2.3. Statistical Analysis
Demographic data and injury characteristics were reported using descriptive statistics. Nominal data were reported as n (%) and compared using Chi-square or Fisher’s exact tests, depending on expected counts. The normality of continuous data was analyzed visually and statistically via the Shapiro–Wilk and Kolmogorov–Smirnov tests. Non-parametric data were reported as median (25th, 75th percentiles), while parametric data were reported as mean ± standard deviation. To test the primary hypothesis, exposures were first subjected to univariable and then multivariable logistic regression with a manual backward elimination of exposures. Variables were considered significant if p < 0.05; however, all variables with p < 0.1 during univariable analysis were considered in multivariable modeling and covariates were manually included.

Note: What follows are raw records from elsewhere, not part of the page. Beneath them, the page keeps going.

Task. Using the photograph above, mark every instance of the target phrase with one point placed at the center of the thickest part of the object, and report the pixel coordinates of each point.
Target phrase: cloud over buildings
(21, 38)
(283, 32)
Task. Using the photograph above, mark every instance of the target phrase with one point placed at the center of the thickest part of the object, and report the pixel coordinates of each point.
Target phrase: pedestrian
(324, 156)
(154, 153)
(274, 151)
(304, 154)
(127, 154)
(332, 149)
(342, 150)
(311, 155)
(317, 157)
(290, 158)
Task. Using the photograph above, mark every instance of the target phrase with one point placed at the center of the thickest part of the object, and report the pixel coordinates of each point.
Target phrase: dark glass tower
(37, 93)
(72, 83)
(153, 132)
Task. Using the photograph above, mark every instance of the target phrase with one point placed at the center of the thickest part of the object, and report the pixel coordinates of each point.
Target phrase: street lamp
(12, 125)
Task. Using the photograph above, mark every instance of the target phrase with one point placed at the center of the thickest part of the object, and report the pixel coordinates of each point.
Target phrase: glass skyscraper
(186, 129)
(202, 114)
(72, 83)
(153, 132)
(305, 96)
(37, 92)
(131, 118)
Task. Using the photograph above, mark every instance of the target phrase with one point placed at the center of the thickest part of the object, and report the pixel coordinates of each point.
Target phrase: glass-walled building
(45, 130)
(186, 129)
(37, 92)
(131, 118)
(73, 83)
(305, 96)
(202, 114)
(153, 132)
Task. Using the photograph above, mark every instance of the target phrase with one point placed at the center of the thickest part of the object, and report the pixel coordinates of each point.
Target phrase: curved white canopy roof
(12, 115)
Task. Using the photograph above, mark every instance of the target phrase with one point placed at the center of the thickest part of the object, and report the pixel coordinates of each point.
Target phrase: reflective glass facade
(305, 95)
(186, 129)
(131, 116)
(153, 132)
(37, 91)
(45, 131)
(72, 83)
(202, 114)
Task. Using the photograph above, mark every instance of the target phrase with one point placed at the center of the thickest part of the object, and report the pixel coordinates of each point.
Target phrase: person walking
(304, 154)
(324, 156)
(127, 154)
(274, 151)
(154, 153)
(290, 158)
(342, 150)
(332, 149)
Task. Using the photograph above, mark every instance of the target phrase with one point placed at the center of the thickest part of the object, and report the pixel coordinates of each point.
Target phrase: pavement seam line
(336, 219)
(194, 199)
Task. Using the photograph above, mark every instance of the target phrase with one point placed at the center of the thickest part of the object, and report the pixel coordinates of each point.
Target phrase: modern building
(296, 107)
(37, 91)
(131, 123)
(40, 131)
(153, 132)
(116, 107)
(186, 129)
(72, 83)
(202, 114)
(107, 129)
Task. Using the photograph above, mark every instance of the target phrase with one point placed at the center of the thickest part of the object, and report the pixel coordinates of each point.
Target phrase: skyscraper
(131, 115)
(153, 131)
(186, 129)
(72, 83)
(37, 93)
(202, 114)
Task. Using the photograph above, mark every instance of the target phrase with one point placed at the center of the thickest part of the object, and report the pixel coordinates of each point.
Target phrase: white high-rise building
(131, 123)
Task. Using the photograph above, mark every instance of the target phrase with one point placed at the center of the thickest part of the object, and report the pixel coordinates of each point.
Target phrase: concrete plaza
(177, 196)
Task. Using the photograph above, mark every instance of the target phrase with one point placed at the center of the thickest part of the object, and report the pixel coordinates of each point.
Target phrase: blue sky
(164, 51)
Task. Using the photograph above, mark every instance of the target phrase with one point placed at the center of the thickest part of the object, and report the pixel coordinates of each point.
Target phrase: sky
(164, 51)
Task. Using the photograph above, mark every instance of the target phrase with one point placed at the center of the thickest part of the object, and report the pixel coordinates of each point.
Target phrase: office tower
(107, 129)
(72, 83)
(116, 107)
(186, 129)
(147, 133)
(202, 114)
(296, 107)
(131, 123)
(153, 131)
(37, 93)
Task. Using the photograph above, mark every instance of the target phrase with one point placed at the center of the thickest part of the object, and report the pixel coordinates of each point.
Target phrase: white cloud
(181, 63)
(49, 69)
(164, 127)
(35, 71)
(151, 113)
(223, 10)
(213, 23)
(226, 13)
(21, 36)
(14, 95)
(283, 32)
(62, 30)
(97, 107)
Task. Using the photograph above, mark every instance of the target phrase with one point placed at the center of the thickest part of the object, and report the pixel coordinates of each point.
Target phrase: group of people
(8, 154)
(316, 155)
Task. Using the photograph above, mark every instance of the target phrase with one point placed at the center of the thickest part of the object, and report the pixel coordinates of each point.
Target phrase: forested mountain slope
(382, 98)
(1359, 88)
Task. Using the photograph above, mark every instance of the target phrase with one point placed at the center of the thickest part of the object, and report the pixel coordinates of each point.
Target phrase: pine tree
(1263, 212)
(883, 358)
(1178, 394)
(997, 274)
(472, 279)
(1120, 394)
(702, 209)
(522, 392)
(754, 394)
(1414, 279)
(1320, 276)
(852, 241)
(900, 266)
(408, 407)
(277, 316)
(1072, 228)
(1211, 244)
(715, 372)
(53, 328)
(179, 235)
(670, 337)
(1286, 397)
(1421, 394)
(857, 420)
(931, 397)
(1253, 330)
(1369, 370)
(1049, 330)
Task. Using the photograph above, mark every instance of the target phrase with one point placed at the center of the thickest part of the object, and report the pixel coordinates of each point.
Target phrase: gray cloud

Considering potential covariates (i.e., demographics, injury characteristics, and surgical course) as determined by a literature review, multivariable analysis, and Akaike information criterion, TBSA, flame injury, and full-thickness injury produced the most predictive model for the predicted presence of DTp. However, once exposures were entered into the model, the presence of full-thickness injury continually fell out of the model, while the other two covariates remained strongly associated with DTp. It was determined that TBSA and flame injury would need to be included as covariates. The exposure model was verified via repeated measures generalized linear mixed modeling as date of culture within patient as the repeated measure. No differences were observed between the models, so the most parsimonious model was chosen to model exposures. Although the a priori plan for the multicenter study was a Cox-proportional hazard model, survival was analyzed using the Kaplan–Meier method, as the number experiencing the event was few. Cox-proportional hazards will be revisited in the next iteration to better control for covariates that are known to affect mortality after burn injury.